Словом, «комплексы». Мысль о них не вызвала, однако, никаких особенных чувств, потому что с некоторых пор понял, что так называемые комплексы — не чья-то индивидуальная особенность, не признак ущербности, а всеобщая норма. Собственно, «комплексами» они становятся, когда ломают личность, причиняют страдания, а так — обычное, естественное недовольство собой. Поводов же для такого недовольства у каждого, даже самого преуспевающего, человека предостаточно. Другое дело, что иногда поводы бывают смешными, а то и просто глупыми (кстати говоря, чаще всего это случается с людьми, которые всячески демонстрируют благополучие и процветание, ведут себя наступательно, самоуверенно — у них недовольство собой принимает форму шумного недовольства окружающими), но бывает же здравая, нормальная неудовлетворенность какой-то стороной своей жизни… Впрочем, стоп.

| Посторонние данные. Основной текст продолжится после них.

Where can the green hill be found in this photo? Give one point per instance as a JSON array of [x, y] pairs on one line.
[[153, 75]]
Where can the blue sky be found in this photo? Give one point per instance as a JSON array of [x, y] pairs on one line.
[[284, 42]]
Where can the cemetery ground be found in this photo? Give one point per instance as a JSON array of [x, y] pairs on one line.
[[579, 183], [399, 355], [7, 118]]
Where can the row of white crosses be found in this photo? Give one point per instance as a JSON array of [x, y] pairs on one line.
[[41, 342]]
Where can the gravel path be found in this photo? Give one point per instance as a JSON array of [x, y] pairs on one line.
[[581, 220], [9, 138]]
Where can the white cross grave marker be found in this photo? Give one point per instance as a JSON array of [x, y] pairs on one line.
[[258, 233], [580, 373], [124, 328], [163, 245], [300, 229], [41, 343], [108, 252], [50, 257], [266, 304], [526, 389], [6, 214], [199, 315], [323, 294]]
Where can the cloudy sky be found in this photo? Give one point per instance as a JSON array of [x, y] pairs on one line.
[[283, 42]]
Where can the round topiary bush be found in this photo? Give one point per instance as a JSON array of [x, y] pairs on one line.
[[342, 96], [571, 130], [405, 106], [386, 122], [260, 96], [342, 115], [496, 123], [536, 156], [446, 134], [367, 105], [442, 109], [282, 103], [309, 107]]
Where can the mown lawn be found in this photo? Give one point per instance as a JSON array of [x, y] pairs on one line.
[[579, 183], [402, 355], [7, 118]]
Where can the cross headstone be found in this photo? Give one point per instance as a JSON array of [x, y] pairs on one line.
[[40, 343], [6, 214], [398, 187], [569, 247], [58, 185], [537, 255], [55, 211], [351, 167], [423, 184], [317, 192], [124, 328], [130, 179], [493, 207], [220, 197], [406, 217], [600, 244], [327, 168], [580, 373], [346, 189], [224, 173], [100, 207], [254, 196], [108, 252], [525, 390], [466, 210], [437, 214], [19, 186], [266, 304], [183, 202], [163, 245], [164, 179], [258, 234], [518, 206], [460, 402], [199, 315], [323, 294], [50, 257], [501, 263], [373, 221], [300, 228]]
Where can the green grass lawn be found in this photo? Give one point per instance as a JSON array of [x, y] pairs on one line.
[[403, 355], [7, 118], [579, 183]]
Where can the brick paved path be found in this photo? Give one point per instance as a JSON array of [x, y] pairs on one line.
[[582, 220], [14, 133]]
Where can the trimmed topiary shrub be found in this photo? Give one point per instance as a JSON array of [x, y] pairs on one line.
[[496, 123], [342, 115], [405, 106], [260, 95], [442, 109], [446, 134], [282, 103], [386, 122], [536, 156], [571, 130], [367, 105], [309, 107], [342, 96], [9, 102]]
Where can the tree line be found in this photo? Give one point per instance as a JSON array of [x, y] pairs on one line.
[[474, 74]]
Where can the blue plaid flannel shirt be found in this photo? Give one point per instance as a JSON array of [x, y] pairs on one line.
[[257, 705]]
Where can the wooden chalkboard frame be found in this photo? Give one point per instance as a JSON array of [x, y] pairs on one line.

Тут лучше не утверждать безоговорочно, а спросить: бывает ли она вполне здравой, нормальной и безболезненной, несмотря на свою всеобщую распространенность?
Но Дама Треф, Дама Треф, милая Елизавета Степановна… Она-то почему решила, что он, Пастухов — этакий самодовольный Карлсон? Неужто дал повод? Ну что же — так тому и быть: «Я красивый, умный и в меру упитанный мужчина в самом расцвете сил!» Так ли уж это плохо?..
Им обоим случалось потом вспоминать этот первый (да, в сущности, первый) их разговор — не считать же разговором те фразы, которыми обменялись ночью, когда, проводив Ванечку, возвращались в лагерь!
Странным образом потом этот разговор стал казаться и напряженным, и волнующим, полным скрытого смысла. Елизавета Степановна, к примеру, напоминала:
«Вы заметили — ну конечно, заметили, я видела, — как я спрятала что-то на столе, закрыла папкой?.. Знаете, что это было?»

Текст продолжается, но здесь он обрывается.